Bez Idakula is a changed man.
In an Instagram post chronicling his humble beginnings and to herald his latest project, The Light, an 11-tracker, he wrote: “I realized that this journey was never just about me, but much more about others…I realized that the success of other people are [sic] tied to me. If I fail to reach the peak of my potential, I will deny many that would have come up through me. This changed my life…”
Such lofty aspirations, but why begrudge a man—and a great singer at that—what he sets his priorities as? And if tucked within the folds of those aspirations is good music, then all the better.
Bez’s last project was in 2016. The album, Gbagyi Child, though boasting a broader soundscape from 2011’s superb Super Sun, often floundered under the weight of its own ambitions. In the same Instagram post mentioned earlier, Bez made a startling confession: “I recorded ‘Gbagyi Child’ in 2013 but it took 3 years to release it. I had moved on from the music cos it didn’t connect with me…I was not inspired and I questioned the zeal to be and strive for more.”
That admission will resonate with most people: the dark, blurry days when all we see and know are problems, limitations, regrets, heart break, grief. When all we seek and crave is light.
On the album opener, ‘Better Days’, Bez preaches optimism whilst delivering his verses in an uncharacteristic patois; he urges the listener to not retreat and surrender.
‘High’, first released in 2017, follows in the same vein. It’s a jubilant tune of thumping drums and rousing singing.
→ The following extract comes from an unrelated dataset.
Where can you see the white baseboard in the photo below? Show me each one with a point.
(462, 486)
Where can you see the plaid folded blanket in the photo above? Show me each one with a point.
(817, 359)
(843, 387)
On the nostalgic ‘Beauty’, Bez enlists the services of Lagos-based Highlife Fusion band The Cavemen to remind listeners that “beauty is coming our way.”
As regards the past and current issues that continue to bedevil the Nigerian polity, every artist has felt the pressing need to drop their two cents. Bez is no different. But what he does differently—and successfully—is to look inward and present a truer version of how we are all complicit in our quagmire.
“Guns are blazing in the day now/Bombs are blowing up the night/Children taken while they’re sleeping/While everybody looks away/I look away o/I look away,” he wails on ‘Look Away’. A reminder—or reprimand, if you like—that nothing changes unless we begin to do something, and most importantly, the right things.
Journeying through Bez’s discography, there’s always love, of the romantic kind, waiting to be bumped into. And on The Light, there are quite a few delicate and delightful ones.
‘Far Away’ channels Fela as Bez sings longingly about a loved one separated from him by distance. ‘Go Go Go’ is a playful, highlife-flavoured number. With his typical soothing voice, Bez promises lasting love on the earworm ‘Dey for You’.
The album comes to an end with a track that shares the same title as the album. It’s a lyric-less, only drums-and-electric-guitars groovy tune lasting four minutes and few seconds.
It’s fair to assume Bez wanted to make a statement with the track: He has sung enough words—pulled you gently through protest and love and optimism—and if still, you fail to get the message, he’d reiterate, this time eschewing words: he has gotten his groove back.